Corporation MRT station is a future elevated Mass Rapid Transit (MRT) station on the Jurong Region Line in Jurong West, Singapore.

==History==
On 9 May 2018, LTA announced that Corporation station would be part of the proposed Jurong Region Line (JRL). The station will be constructed as part of Phase 1, JRL (West), consisting of 10 stations between Choa Chu Kang, Boon Lay and Tawas, and is expected to be completed in mid-2028.

Contract J103 for the design and construction of Corporation Station and associated viaducts was awarded to Eng Lee Engineering Pte Ltd - Wai Fong Construction Pte Ltd Joint Venture (JV) at a sum of S$274.3 million. Construction started in 2020, with completion in mid-2028. Contract J103 also includes the design and construction of Hong Kah station, and associated viaducts.

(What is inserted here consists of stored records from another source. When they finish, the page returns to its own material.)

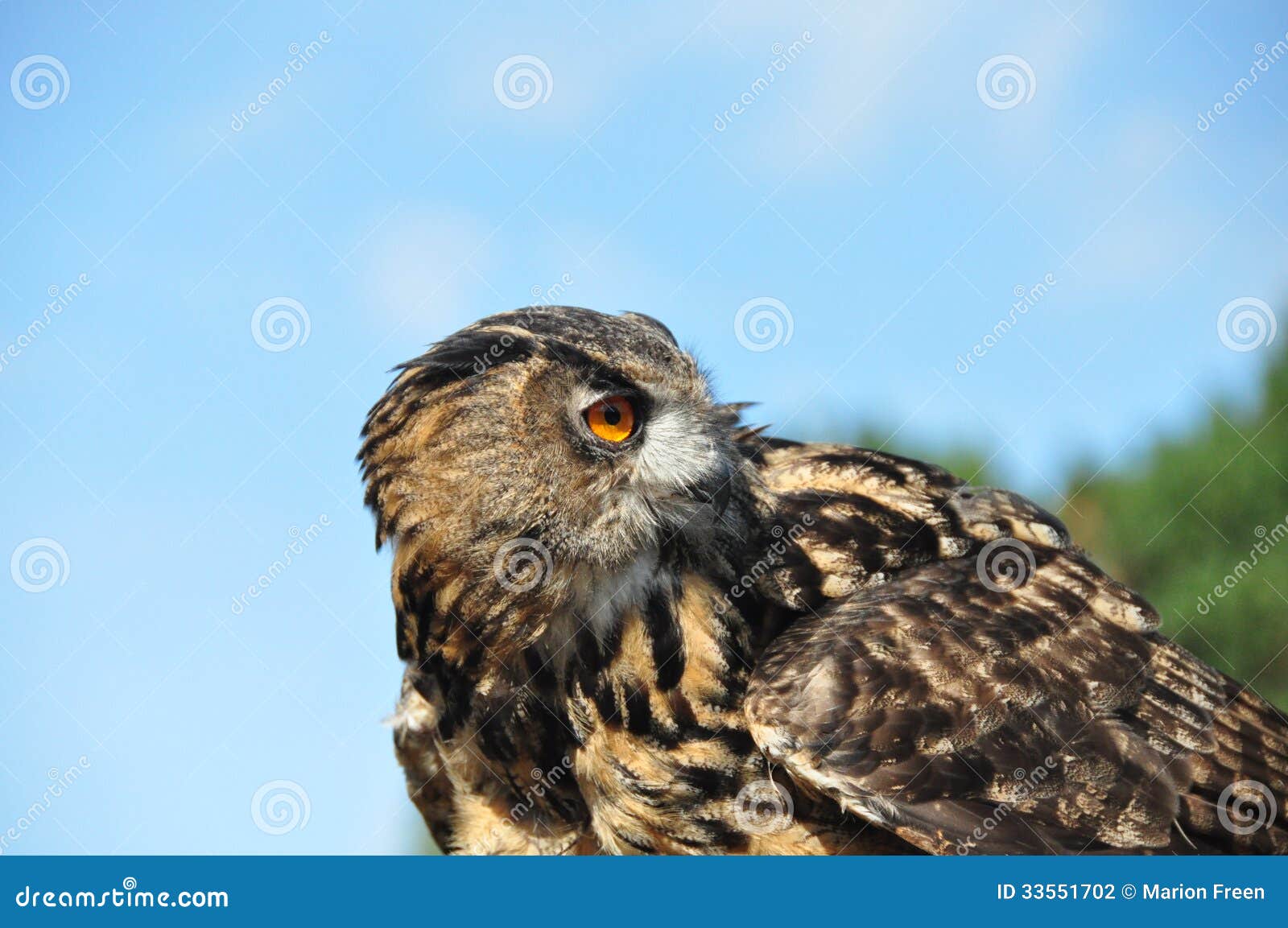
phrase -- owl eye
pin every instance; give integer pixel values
(612, 419)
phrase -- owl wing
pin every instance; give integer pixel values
(980, 687)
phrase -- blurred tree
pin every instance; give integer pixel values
(1201, 528)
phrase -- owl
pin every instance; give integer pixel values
(633, 625)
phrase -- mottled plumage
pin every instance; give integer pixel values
(696, 640)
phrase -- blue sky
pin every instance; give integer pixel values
(879, 193)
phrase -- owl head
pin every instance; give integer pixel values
(553, 443)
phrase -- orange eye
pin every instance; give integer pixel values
(612, 419)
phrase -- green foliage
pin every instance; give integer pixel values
(1195, 513)
(1199, 513)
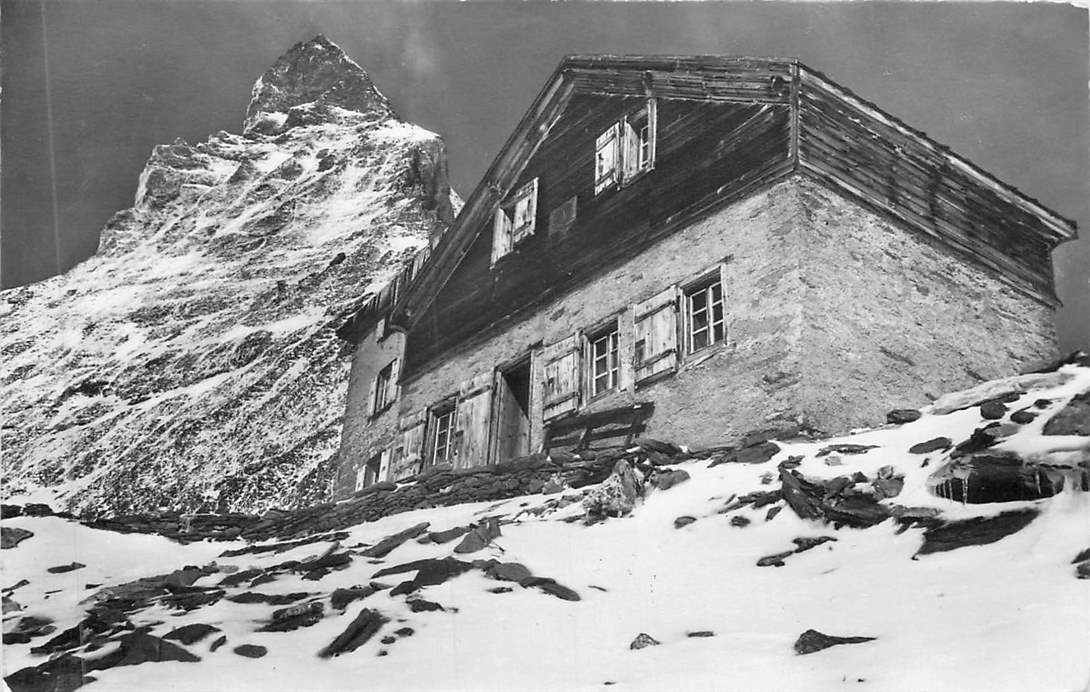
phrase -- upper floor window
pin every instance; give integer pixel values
(443, 437)
(604, 361)
(515, 219)
(703, 314)
(627, 149)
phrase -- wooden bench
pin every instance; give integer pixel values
(578, 432)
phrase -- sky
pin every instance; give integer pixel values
(89, 87)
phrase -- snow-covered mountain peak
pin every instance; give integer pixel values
(313, 75)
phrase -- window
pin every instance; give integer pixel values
(602, 352)
(443, 447)
(705, 324)
(627, 149)
(516, 220)
(384, 388)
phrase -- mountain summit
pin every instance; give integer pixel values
(312, 74)
(193, 362)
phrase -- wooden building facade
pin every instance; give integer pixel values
(657, 237)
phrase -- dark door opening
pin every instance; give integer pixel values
(512, 416)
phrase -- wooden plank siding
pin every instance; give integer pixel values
(915, 180)
(709, 153)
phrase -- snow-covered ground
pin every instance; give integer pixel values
(1009, 615)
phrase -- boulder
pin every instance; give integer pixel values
(642, 641)
(813, 641)
(900, 416)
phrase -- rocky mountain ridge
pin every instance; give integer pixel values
(192, 362)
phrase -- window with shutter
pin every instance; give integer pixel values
(656, 335)
(561, 376)
(606, 158)
(472, 422)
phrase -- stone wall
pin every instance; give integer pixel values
(892, 318)
(725, 391)
(362, 436)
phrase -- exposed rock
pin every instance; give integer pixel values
(683, 521)
(251, 651)
(900, 416)
(191, 633)
(1072, 420)
(977, 531)
(355, 634)
(813, 641)
(11, 536)
(933, 445)
(642, 641)
(385, 546)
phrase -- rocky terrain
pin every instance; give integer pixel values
(192, 362)
(948, 549)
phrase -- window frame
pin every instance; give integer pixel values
(705, 284)
(612, 355)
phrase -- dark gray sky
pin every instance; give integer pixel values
(1004, 84)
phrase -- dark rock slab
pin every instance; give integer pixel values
(191, 633)
(933, 445)
(1072, 420)
(71, 567)
(385, 546)
(251, 651)
(977, 531)
(11, 536)
(900, 416)
(813, 641)
(364, 627)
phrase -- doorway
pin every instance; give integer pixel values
(512, 411)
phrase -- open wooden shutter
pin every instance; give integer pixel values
(500, 234)
(411, 450)
(472, 422)
(561, 376)
(606, 155)
(656, 335)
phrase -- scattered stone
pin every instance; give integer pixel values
(808, 543)
(1022, 417)
(480, 536)
(60, 569)
(420, 605)
(1072, 420)
(11, 536)
(385, 546)
(977, 531)
(356, 634)
(642, 641)
(683, 521)
(900, 416)
(774, 560)
(934, 445)
(813, 641)
(191, 633)
(251, 651)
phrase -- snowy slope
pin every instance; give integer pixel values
(1007, 615)
(192, 361)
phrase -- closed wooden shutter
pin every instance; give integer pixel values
(472, 422)
(500, 234)
(410, 453)
(606, 155)
(656, 335)
(561, 376)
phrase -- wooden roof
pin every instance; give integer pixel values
(701, 77)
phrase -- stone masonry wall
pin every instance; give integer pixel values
(894, 319)
(363, 437)
(712, 398)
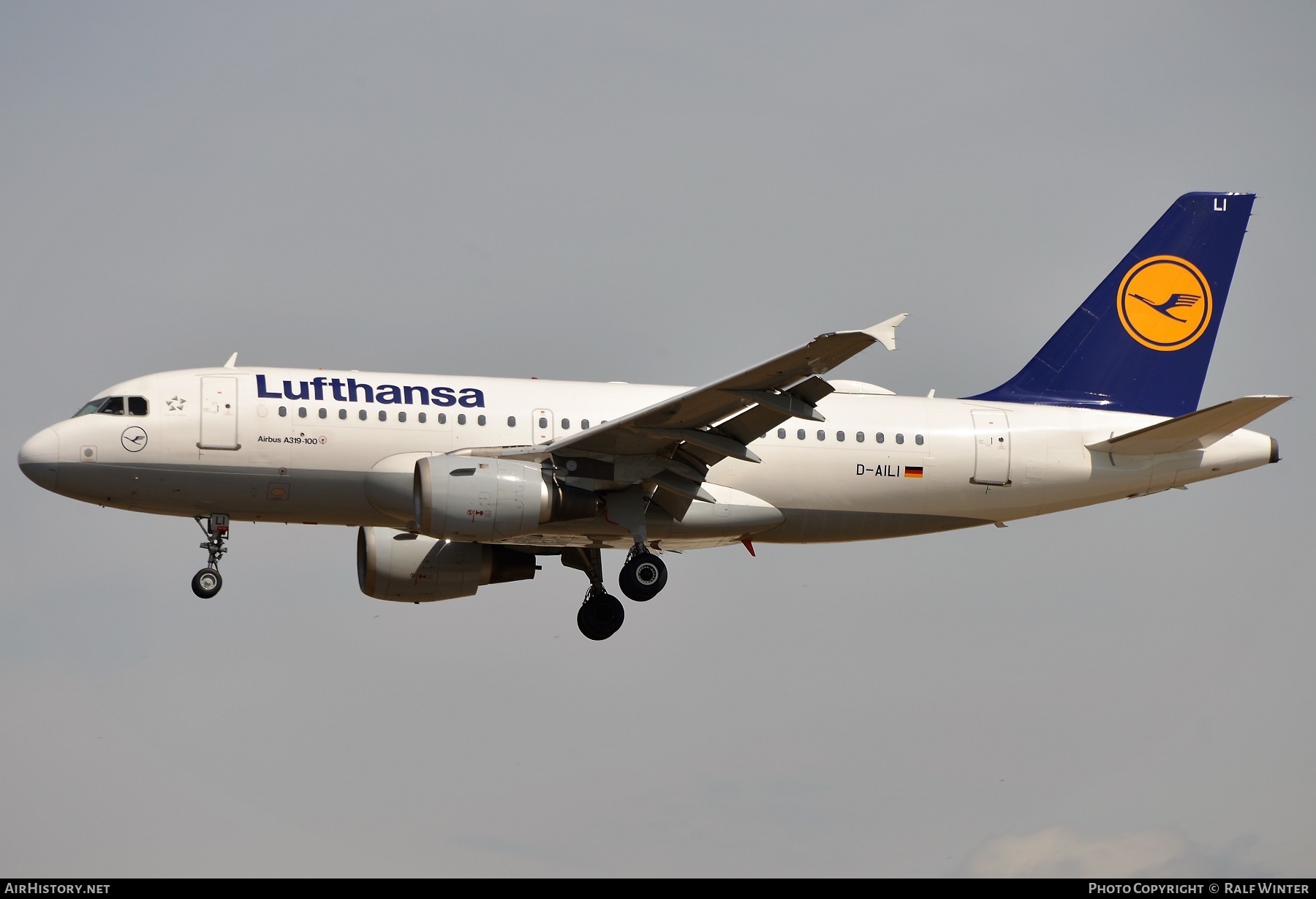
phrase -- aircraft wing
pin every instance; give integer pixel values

Initially expected to open in 2026, the restrictions on the construction due to the COVID-19 pandemic has led to delays in the JRL line completion, and the date was pushed to 2027. Due to construction and testing delays, the completion date was further delayed to mid-2028.

==Location==
The station will be straddled over the existing Jurong West Avenue 2, just east of the junction with Bulim Avenue and Corporation Road, and west of the PIE expressway exit. It is located within the Jurong West planning area between the Hong Kah and Wenya Subzones, with a housing estate and the future site of Jurong Pioneer Junior College to the south, and the Bulim district of the future Jurong Innovation District to the north.

Access to the station will be via 4 exits, 2 on each side of Jurong West Avenue 2.